Multislice technology raises the bar again

By: Jane Lowers, Supplements Editor

Just a year ago, imaging centers experienced with four-slice CT technology were relatively uncommon. A year later, those same centers find themselves, literally, with last year's technology. Four-slice research has proliferated, and early adopters of eight- and 16-slice technology are starting to feel their way through promising applications in cardiovascular imaging and other single breath-hold applications.

In the process, CT, as radiology's workhorse, is becoming increasingly useful and flexible, supplanting plain film and other emergency room imaging with its increasing sensitivity. In this supplement, University of Maryland researchers outline their protocol for one-pass trauma CT designed to send patients from the emergency room to surgery without further imaging requirements. Researchers who study CT's applications in the lung note that thinner slices, single breath-hold scans, and 3D reconstructions improve the ability to identify elusive pulmonary emboli.
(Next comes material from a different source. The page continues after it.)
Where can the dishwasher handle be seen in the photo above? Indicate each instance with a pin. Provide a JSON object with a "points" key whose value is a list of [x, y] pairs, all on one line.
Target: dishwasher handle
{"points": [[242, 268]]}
Oncology, too, holds great potential, as multiphase liver imaging adds sensitivity to scans for primary and metastatic masses, and reconstructions of the colon seek out dangerous polyps. Cardiovascular imaging, however, may capture the most interest of all. Multislice imaging has made angiography feasible and accurate, while upper end equipment shows the potential to pave new territory in structural and functional imaging of the heart.

In every subspecialty, the multislice CT learning curve is accompanied by a growing recognition that image reconstruction, reading, and storage methods will have to evolve to keep pace with the workflow. All of which should be more than enough to keep imagers engaged and challenged until the projected 32- and 64-slice units appear on the horizon.